Mayor Adrian Fenty is casting himself at the “underdog” in his re-election campaign, just four years after he won support of every precinct in the District.
The tides that have been turning against the mayor’s re-election became more evident Sunday with the release of a Washington Post poll that showed the incumbent with 36 percent of the vote against D.C. Council Chairman Vincent Gray’s 49 percent. Despite a message change in which Fenty has apologized for not listening well enough and promised to do better, the incumbent mayor has been unable to re-establish his base. The Post poll also continued to show a trend of black voters fleeing the mayor. The loss of their support threatens to sink Fenty’s re-election.
“It’s official, the mayor has called himself the underdog,” Fenty campaign spokesman Sean Madigan told The Washington Examiner. “We’ll have to double down our efforts. The mayor has an incredible record that we’re going to project in every single neighborhood in this city.”

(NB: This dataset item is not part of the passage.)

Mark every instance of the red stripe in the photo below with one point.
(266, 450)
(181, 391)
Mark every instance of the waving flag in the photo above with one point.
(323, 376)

Just two days before the poll results came out, Fenty was asked if he was the underdog during a meeting between the mayor and The Examiner‘s editorial board.
“I have no idea,” Fenty said. He then added, “But I never have at this juncture in all the campaigns I’ve ran, I’ve never known where the electorate was. … I don’t know how people know. In fact, they probably don’t because in all the races I’ve run, no one has ever had the number right 18 days out that it ends up being on Election Day, for better or worse.”
Not knowing where the electorate stood — not only during the last month of the campaign, but also during his four years as mayor — seems to be the cause of what is now starting to look like the biggest upset in the history of D.C. politics.
Fenty told The Examiner black voters seem to have taken that lack of involvement more personally. The Post poll and another released earlier this month by Clarus Research Group both showed that Fenty’s support among the city’s majority black population has fallen to well below 20 percent.
“We completely left out of the equation the involving of people,” Fenty said. “The only hypothesis you could have [on why he has lost the support of black voters] is that maybe there’s different segments of the community who feel more strongly about that.”